"Ik heb altijd gedacht dat het Paradijs een soort bibliotheek zou zijn" - Jorge Luis Borges

The Information

Donderdag, 9 februari, 2012

Geschreven door: James Gleick
Artikel door: Christian Jongeneel

Van trommel tot transistor

The Information luidt de pretentieuze titel van het nieuwe boek van James Gleick, dat zoveel verschijningsvormen van informatie behandelt dat de lijn zoek raakt.

[Recensie] Er zijn, in zijn algemeenheid, twee soorten boeken over de geschiedenis van de computer. Het eerste soort volgt vooral de apparaten. Dit verhaal begint meestal bij de nooit gebouwde apparaten van Charles Babbage in de negentiende eeuw, bij ponsmachines en analoge rekenmachines, om pas goed op gang te komen bij de komst van de eerste digitale computer aan het eind van de Tweede Wereldoorlog. Het tweede soort heeft een iets ruimer perspectief. Niet het apparaat staat centraal, maar de informatie die het verwerkt.

The Information van James Gleick, die bekendheid verwierf met biografieën van Richard Feynmann en Isaac Newton, valt in de tweede categorie – en ook binnen die categorie heeft het een zeer ruim blikveld. Gleick begint zijn geschiedenis van de informatieverwerking in Afrika, waar stammen al eeuwenlang complexe boodschappen overbrengen. Hij trekt er rustig zestien pagina’s voor uit. Vervolgens meandert hij via de klassieken (opkomst van het schrift, Aristoteles’ reflecties over taal en betekenis) en de Renaissance (de eerste woordenboeken) flux naar de negentiende eeuw, om alsnog uitgebreid stil te staan bij Babbage en diens assistente Lady Ada Byron Lovelace, die de geschiedenis ingegaan is als de eerste programmeur, zij het voor een denkbeeldige machine.

Veel auteurs op dit vlak, gefocust op rekenwerk, springen vervolgens verder, maar Gleick neemt de tijd om ook de telegraaf en verdere ontwikkelingen in de telecommunicatie mee te nemen. Terecht, want veel van de pioniers van de vroege computers kwamen uit dit veld, waar veel onderzoek plaatsvond naar de overdracht en cryptografische bewerking van signalen. De transistor werd niet voor niets uitgevonden in het laboratorium van een telefoonmaatschappij, Bell Labs.

Boekenkrant

Via deze lijn komt Gleick uit bij Claude Shannon, die min of meer de centrale figuur is in het boek (voor zover daar sprake van kan zijn bij zo’n breed onderwerp). Shannon, senior wetenschapper bij Bell Labs, was de eerste die informatie als onderwerp nam van een wetenschappelijke theorie. Met name bijzonder was zijn brainwave om het begrip te relateren aan het natuurkundige begrip entropie, mate van wanorde in een systeem. Informatie was voor Shannon de mate van orde in een signaal.

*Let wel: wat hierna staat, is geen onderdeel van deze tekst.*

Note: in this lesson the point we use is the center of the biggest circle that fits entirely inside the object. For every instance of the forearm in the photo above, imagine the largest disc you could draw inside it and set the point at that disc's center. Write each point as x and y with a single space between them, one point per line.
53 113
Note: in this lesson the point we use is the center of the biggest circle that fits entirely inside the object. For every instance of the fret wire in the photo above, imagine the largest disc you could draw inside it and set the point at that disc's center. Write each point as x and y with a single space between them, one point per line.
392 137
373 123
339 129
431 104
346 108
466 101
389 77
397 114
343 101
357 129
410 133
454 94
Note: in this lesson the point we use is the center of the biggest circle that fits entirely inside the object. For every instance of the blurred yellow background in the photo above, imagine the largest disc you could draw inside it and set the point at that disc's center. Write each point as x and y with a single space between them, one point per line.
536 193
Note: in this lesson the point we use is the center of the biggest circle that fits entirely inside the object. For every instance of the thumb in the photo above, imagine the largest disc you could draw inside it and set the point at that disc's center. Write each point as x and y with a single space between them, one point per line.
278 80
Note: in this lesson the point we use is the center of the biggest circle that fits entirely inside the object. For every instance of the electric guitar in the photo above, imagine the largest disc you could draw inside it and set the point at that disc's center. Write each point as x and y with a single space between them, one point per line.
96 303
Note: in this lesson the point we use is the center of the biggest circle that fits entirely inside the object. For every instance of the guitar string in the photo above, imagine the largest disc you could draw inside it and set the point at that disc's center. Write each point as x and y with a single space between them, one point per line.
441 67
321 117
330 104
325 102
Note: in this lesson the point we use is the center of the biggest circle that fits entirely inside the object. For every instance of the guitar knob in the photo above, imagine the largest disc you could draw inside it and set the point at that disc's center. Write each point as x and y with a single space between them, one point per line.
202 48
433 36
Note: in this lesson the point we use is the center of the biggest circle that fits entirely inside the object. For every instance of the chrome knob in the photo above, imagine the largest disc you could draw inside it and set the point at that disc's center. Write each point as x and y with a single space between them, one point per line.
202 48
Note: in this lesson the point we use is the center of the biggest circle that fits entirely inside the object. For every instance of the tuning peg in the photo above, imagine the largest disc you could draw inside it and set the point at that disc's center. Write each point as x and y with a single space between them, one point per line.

Shannon zou een van de leidende figuren worden in de ‘cybernetische beweging’, een groep wetenschappers die een overkoepelende informatietheorie wilde opstellen, waarin zowel natuurlijke en menselijke als kunstmatige methoden van informatieverwerking een plaats kregen. De groep telde veel briljante geleerden, maar ze kwamen er niet uit. Het onderwerp was te omvangrijk en complex.

Dat levert ruim vijftig jaar later ook het belangrijkste manco op van The information. Gleick ziet net als Shannon een groot aantal verwante onderwerpen: computers, neurologie, dna – maar het lukt hem niet een overtuigende logische structuur erin aan te brengen. Daardoor verliest het boek aan overzichtelijkheid, met name in de tweede helft, als zo’n beetje alles wat met informatie te maken heeft, erbij gesleept is, van kettingbrieven en Wikipedia tot Google’s verdiensten in de epidemiologie en politiek correct taalgebruik in Rusland onder Stalin.

James Gleick is niet lichtvaardig te werk gegaan (mag je afleiden uit ruim honderd pagina’s noten en bibliografie) en zijn boek ziet ondanks de hoge informatiedichtheid kans om toegankelijk te blijven. Maar het definitieve boek over informatie moet nog geschreven worden.